Targeted breast US stands on its own for women under 30

Targeted breast ultrasound can be used on its own, without the need for mammography, in following up suspicious areas of concern in women younger than 30, but the jury is still out on whether mammography is needed for women ages 30 to 39, according to a pair of presentations at the RSNA meeting in Chicago earlier this month.

Although breast ultrasound is already indicated for women younger than 30 with suspicious breast findings, outcomes data are lacking for women in this age group. Another important question is whether mammography should also be performed in these patients.
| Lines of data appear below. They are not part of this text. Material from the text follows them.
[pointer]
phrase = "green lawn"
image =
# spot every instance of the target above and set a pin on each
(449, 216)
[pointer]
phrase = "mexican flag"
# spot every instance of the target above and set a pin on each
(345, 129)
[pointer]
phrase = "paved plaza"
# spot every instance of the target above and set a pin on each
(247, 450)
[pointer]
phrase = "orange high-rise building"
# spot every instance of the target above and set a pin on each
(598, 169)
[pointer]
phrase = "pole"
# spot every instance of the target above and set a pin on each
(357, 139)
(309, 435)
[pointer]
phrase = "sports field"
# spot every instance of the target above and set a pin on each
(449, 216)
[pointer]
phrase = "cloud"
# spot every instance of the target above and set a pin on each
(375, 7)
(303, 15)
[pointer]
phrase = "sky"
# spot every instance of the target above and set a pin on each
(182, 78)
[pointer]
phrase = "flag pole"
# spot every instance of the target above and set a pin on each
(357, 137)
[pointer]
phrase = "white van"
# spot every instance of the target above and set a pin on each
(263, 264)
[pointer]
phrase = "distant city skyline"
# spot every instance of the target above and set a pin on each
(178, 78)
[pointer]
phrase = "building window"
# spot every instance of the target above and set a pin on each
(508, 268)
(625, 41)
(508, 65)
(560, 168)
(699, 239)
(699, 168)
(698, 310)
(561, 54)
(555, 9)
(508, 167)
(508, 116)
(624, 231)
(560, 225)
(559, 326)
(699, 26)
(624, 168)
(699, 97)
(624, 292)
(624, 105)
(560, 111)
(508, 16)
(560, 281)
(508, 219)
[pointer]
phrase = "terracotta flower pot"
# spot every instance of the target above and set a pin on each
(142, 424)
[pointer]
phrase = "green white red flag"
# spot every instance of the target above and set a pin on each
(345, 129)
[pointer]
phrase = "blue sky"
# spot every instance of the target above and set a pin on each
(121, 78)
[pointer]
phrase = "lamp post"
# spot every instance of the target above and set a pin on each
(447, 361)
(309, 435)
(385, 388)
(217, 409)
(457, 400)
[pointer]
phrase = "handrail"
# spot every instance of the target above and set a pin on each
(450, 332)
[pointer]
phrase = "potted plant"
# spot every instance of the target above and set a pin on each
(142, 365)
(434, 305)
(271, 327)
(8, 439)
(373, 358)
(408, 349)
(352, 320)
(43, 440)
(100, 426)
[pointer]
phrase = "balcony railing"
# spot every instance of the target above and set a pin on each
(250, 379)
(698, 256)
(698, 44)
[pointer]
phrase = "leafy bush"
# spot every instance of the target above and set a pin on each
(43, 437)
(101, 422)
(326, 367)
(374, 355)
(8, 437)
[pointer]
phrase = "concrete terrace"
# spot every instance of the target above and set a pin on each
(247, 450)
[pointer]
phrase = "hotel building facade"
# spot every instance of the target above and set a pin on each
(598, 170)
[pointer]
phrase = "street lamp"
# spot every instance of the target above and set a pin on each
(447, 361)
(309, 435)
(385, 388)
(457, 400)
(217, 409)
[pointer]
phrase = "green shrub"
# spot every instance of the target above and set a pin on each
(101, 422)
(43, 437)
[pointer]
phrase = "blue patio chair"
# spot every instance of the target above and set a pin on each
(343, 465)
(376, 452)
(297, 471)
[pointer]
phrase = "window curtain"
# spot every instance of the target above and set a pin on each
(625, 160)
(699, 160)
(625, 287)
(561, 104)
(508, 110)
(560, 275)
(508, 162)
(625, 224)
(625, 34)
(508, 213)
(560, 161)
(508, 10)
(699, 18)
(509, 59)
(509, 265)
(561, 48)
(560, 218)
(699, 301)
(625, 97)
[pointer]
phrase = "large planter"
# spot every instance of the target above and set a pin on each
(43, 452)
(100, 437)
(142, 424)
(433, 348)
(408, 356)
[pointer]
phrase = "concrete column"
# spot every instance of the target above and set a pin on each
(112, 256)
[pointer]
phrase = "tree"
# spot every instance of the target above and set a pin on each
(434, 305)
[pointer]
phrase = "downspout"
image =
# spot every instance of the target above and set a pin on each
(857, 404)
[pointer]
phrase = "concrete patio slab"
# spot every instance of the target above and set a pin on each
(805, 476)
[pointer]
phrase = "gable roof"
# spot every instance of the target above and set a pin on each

Seeking to answer these questions was a research team led by Dr. Constance Lehman, Ph.D., from the University of Washington in Seattle. The group examined a cohort of 830 women younger than 30 who underwent ultrasound evaluation of suspicious lesions. The group received 1,123 ultrasound studies, and 1,091 lesions were detected.

Biopsy was recommended in 174 patients and actually performed in 168. Of those, three patients were diagnosed with cancer, for a positive biopsy rate of 1.8%, and all three cancers were detected and identified by ultrasound. No other lesions were cancer, and all of the nonmalignancies were graded as BI-RADS 1-3, indicating they were probably not malignant.

"We found no malignancy in any patient with a negative, benign, or probably benign ultrasound finding," Lehman said.

The overall incidence of cancer in the women younger than 30 is low (0.4%), and the biopsy yield is also low, the researchers noted. This indicates that surveillance with ultrasound might be preferred over biopsy in these very young patients.

"Ultrasound is highly sensitive in this setting [100%], supporting its use as the primary imaging modality," she said.

The researchers also conducted a second study that examined the use of ultrasound in women ages 30 to 39 to determine whether mammography was needed in this older patient population as well.

Over a four-year study period, the researchers pulled 1,327 cases representing 1,032 patients. In all, 98% of cases were benign (1,301/1,327) and 2% were malignant (26/1,327). All of the cancers at the site of concern were identified by ultrasound and none by mammography.

Ultrasound turned in a sensitivity rate at the site of concern of 100%, compared with 64% for mammography, and ultrasound's specificity was 89%, compared with 94% for mammography. Mammography use resulted in the detection of one additional cancer in an asymptomatic area of the breast in a 32-year-old found to have a BRCA2 mutation.

The authors concluded that imaging is warranted in women 30 to 39 who present with focal signs or symptoms of cancer due to the small but real risk of malignancy. Ultrasound shows high sensitivity in this patient population, while the added value of mammography is less clear and warrants additional research.

The studies indicate that breast physicians can be more comfortable with ultrasound's findings in guiding additional workup, said Dr. Joseph Tashjian, president of St. Paul Radiology in Minnesota. Tashjian moderated an RSNA press briefing at which the results were presented.

"Many women of this age have 'lumpy' breasts, which is different than a 'lump' in the breast," Tashjian said. "Dr. Lehman's study shows that we can be comfortable in starting out diagnostic workup with ultrasound in these women. We have had the same experience as Dr. Lehman with ultrasound. We find it very reliably answers the question as to whether the lesion is cancer or normal breast tissue."